Alors je dis oui il faut se regrouper entre personnes qui comprennent que l'ascenseur républicain ne fonctionne plus pour le dégripper. A titre personnel, j'ai lancé une organisation qui s'appelle "échelle humaine", qui regroupe des personnes de tous les milieux sociaux, de toutes origines géographiques, de droite, de gauche, du centre... Echelle Humaine est un modèle auquel je crois beaucoup.
La globalisation peut-être une opportunité et pas une fabrique à misère sociale, si et seulement si la France se remet en mouvement et ne reste pas sur des vieux schémas qui ne profitent qu’à une petite caste de privilégiés, qui souvent n’ont pas conscience des difficultés que connaissent une grande partie des Français. Ceci est l’ambition d’Echelle Humaine dont les travaux ont démarré en juillet 2009 et qui proposera des choses concrètes avant la fin de cette année.
Pour finir, on constate qu'aux Etats-Unis, le président peut assister à un congrès du Black Caucus. Pensez-vous qu'une telle chose serait possible en France ?
Il faut savoir que Barack Obama lui même a été membre du Black Caucus en tant que sénateur des Etats Unis.
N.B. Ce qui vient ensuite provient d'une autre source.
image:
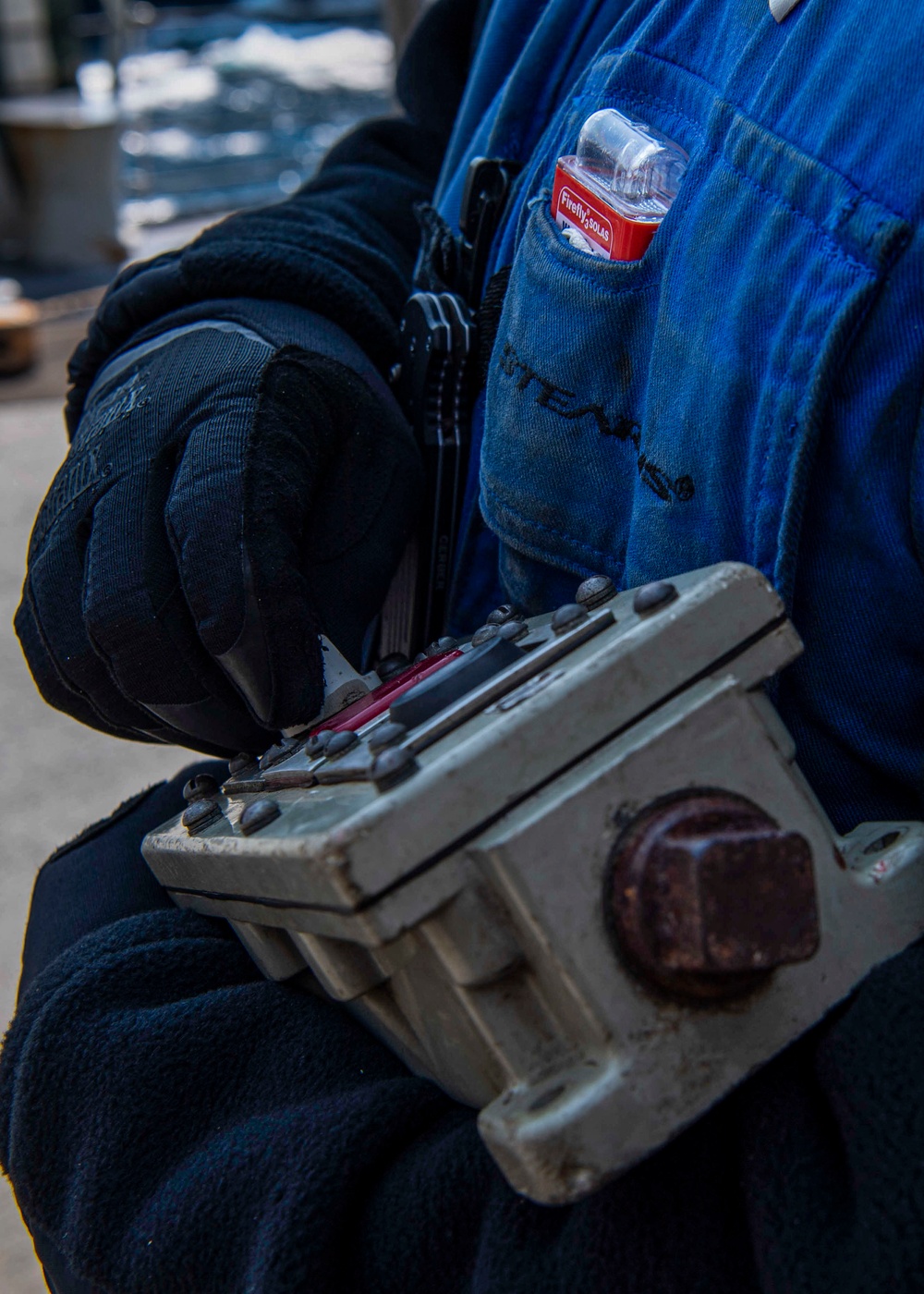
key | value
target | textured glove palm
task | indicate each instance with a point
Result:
(223, 502)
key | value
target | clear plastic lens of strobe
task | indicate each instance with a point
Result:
(630, 162)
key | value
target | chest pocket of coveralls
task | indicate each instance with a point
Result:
(651, 417)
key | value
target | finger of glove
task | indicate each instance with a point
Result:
(52, 683)
(140, 624)
(367, 504)
(250, 601)
(51, 625)
(202, 381)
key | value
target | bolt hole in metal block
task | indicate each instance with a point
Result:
(598, 895)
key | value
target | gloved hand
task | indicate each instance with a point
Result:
(225, 498)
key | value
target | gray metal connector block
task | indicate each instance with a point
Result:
(588, 896)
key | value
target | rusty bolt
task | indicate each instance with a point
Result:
(710, 895)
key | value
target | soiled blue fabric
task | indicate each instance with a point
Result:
(749, 390)
(176, 1125)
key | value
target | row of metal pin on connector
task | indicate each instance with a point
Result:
(393, 763)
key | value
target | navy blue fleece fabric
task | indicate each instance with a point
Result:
(174, 1123)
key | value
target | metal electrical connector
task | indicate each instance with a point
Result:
(563, 886)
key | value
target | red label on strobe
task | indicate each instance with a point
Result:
(608, 233)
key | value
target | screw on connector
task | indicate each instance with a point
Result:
(594, 592)
(317, 743)
(258, 815)
(201, 787)
(484, 634)
(341, 743)
(278, 752)
(513, 630)
(200, 815)
(708, 895)
(440, 646)
(395, 663)
(393, 766)
(568, 616)
(652, 597)
(504, 614)
(384, 735)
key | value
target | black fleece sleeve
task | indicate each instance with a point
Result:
(174, 1123)
(343, 246)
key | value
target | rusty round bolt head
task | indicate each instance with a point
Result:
(341, 743)
(513, 630)
(393, 766)
(504, 614)
(384, 735)
(278, 752)
(200, 815)
(258, 814)
(395, 663)
(201, 787)
(568, 616)
(652, 597)
(442, 644)
(708, 895)
(484, 634)
(594, 592)
(317, 743)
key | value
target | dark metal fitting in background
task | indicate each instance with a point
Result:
(440, 646)
(503, 614)
(341, 743)
(258, 815)
(278, 752)
(484, 634)
(568, 616)
(707, 895)
(594, 592)
(393, 766)
(317, 743)
(200, 815)
(395, 663)
(384, 735)
(201, 787)
(652, 597)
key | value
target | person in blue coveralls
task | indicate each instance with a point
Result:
(170, 1119)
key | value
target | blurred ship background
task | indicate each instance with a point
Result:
(126, 128)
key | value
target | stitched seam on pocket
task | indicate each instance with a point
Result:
(585, 277)
(738, 107)
(539, 526)
(835, 252)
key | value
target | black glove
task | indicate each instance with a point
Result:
(225, 498)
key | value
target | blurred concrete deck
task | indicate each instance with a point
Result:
(55, 775)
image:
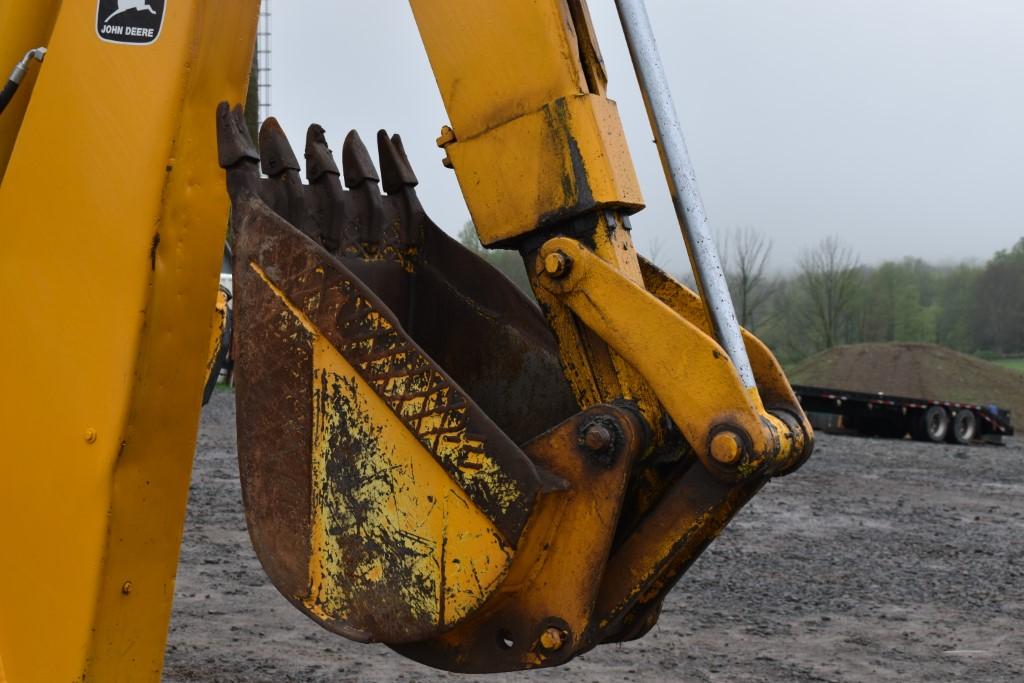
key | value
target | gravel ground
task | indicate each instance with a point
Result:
(879, 560)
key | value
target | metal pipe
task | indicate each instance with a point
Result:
(20, 69)
(682, 182)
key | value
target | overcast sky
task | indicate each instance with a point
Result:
(896, 124)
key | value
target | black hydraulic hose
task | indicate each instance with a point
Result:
(15, 76)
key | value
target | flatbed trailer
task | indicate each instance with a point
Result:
(895, 417)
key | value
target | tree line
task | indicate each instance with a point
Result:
(832, 298)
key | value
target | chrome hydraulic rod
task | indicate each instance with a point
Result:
(682, 182)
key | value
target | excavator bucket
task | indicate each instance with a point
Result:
(416, 467)
(386, 375)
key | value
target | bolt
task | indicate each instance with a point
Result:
(446, 137)
(552, 638)
(557, 264)
(596, 436)
(726, 446)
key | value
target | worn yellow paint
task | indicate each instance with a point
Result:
(24, 26)
(105, 359)
(496, 61)
(567, 157)
(410, 516)
(539, 110)
(389, 503)
(691, 375)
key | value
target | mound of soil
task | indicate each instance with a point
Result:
(921, 371)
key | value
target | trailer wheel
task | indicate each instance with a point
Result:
(964, 427)
(932, 425)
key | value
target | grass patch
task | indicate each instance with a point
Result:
(1013, 364)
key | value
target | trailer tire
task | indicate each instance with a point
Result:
(932, 424)
(964, 427)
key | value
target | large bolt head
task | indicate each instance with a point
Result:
(726, 447)
(597, 437)
(556, 264)
(552, 638)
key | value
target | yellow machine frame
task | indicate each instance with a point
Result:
(114, 214)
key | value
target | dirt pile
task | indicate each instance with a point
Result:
(879, 560)
(924, 371)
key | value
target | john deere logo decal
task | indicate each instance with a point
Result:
(131, 22)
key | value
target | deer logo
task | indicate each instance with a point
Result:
(125, 5)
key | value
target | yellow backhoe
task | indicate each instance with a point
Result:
(429, 459)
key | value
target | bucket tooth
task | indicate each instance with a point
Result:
(284, 190)
(320, 159)
(361, 179)
(356, 162)
(275, 153)
(396, 173)
(399, 181)
(326, 191)
(236, 151)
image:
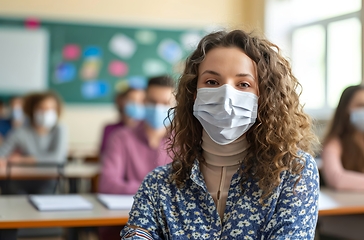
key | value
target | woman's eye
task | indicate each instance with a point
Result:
(211, 82)
(244, 85)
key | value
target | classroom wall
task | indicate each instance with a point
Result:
(85, 123)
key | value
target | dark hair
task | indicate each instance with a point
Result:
(32, 101)
(340, 127)
(281, 128)
(161, 81)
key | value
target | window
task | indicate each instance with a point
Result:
(324, 45)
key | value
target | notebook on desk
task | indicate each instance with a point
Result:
(59, 202)
(116, 202)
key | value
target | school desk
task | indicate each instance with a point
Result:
(16, 212)
(341, 214)
(333, 203)
(71, 170)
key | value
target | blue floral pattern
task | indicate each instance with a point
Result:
(168, 212)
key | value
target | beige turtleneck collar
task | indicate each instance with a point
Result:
(221, 163)
(223, 155)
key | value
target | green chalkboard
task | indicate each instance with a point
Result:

Un président tel que Barack Obama, mais aussi une bonne partie de son administration qui n'est pas comme chacun sait uniquement noire, loin s'en faut, participe au black caucus, pour une seule et bonne raison : c'est que le Congressional Black Caucus est un fer de lance en matière d'innovation sociale et économique.
Ce fer de lance, beaucoup de parlementaires s’en servent pour faire bouger les lignes et amener à un meilleur vivre ensemble. Les parlementaires de tout bord, républicains, démocrates, qu’ils soient blancs, noirs ou latinos regardent de près ce haut événement de la vie politique américaine car ils y puisent des idées pour pouvoir améliorer eux mêmes leurs performances politiques, dans leurs Etats, ou leurs villes. C'est à ce titre que Barack Obama peut y participer lui même.